The Awful Truth by Deb Tiffany

bookcoverI was going to write the standard letter to my younger self (quit trying to lose ten pounds, learn to say no, don’t date the bad boyfriend, etc.), but then I thought what would be really useful for this blog would be a letter to my starry-eyed, fresh-faced, debut self about the truth of being published. So here it goes:

The week your novel comes out, everyone you ever knew will get in touch with you. This will be fun, but also exhausting, and after a short time of this, you will become paranoid that even the neighbors are looking at you funny when you run out to pick up your mail, especially when they tell you they have your book.

You will embarrass yourself by wildly flipping through magazines in the supermarket aisle to read reviews of your own book, but you will at least have the grace to restrain from holding the page out so everyone in line can see and loudly proclaiming, “LOOK! I WROTE THIS!”

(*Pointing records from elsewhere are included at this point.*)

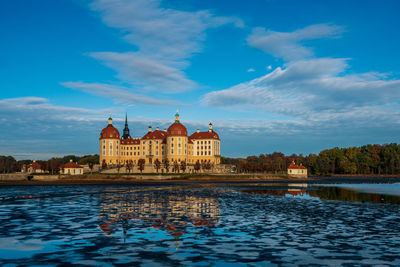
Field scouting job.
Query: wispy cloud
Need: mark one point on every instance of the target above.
(287, 45)
(313, 89)
(119, 93)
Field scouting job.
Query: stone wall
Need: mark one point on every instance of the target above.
(13, 176)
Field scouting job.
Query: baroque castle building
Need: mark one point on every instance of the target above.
(173, 144)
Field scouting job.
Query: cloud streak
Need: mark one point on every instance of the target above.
(316, 90)
(119, 93)
(287, 45)
(166, 38)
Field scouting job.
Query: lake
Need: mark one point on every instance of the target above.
(254, 224)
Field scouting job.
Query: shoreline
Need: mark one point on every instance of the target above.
(144, 181)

Quit trying to lose ten pounds before your first reading.

Just because a review insinuates that your book should rush up the bestseller lists does not mean it will. In fact, you will have to learn to quantify your success differently. Being on a list, while totally gratifying and good for your career, should not be your end goal in putting out a novel. If you start to believe this, you are hosed.

It will be difficult to sell a first, literary novel in hardback in the worst recession in fifty years, especially when said novel is about a giantess who murders people with herbal concoctions.

Your second book will be a challenge to write, so get started now. Somehow, you will have totally forgotten how to write a novel, in spite of the fact that you just edited, copy-edited, released, and promoted one.

By the time you’re almost finished writing the second book, your house will still be as messy as it was when you finished Book One, and, oddly, no one in the family will seem to care.

Eventually, you will come to a kind of grace about the whole process. You will receive many, wonderful emails from readers, and you will realize that, yes, you HAVE built an audience, and you will feel proud. You’ll figure out that success isn’t an overnight endeavor, and that getting to write stories and have them published is a blessing and a dream come true. Everything else is icing.

So, Debut Self, I hope you remember all of this as you get ready to start the whole, crazy carnival ride over again with your second novel. Good luck, work hard, and, remember, it’s not whether you win or lose, but how you play the game!

8 Replies to “The Awful Truth by Deb Tiffany”

  1. My favorite line: “You are hosed.” So I can give up trying to clean my house now? What a relief! Because I’m a terrible cleaner. Too easy to get distracted by the “ping” of a new email.

    Seriously, great post and good advice. It’s easy to get sucked into the “list” mentality (my book isn’t even out yet and I’m thinking about it!) but that takes away from the triumph of having written a freaking book!

  2. Sarah,
    Well congratulations on writing a book! You really do have to learn to separate the circus of publication from the act of writing. I think everyone has her own way of doing it, and it can take a little while to figure it out. But good luck!

  3. Great letter, Tiffany, and one I’m sure the 2010 debut authors out there (or, experienced authors for that matter!) would find terribly useful.

    I’m just starting to get nice e-mails from readers, and wow. THAT is worth it. For sure.

  4. Oh, now THERE’S a choice letter–my letter to pre-pub me! For that I would probably have also included some lottery numbers.

    Funny post–and so true! Also strange is how some of the people you most expect to have read your book haven’t actually done so.

  5. Katie, I know! Some of my friends haven’t read it, for whatever reasons, but that’s okay. I’m not friends with them for that! What’s weird, though, is when people you don’t expect, like your hairdresser, or your priest, have read your book….That always throws me.

    And Kris, isn’t it great to receive those messages?

  6. Tiffany, I was in a LOT of bookshops in England, and in every one of them I saw your book. At one point, I pointed, and said, loudly, “Hey, I know this author.”

    I do hope people were listening to me!

    Anyway, thought you’d like to know you’re on display across the pond.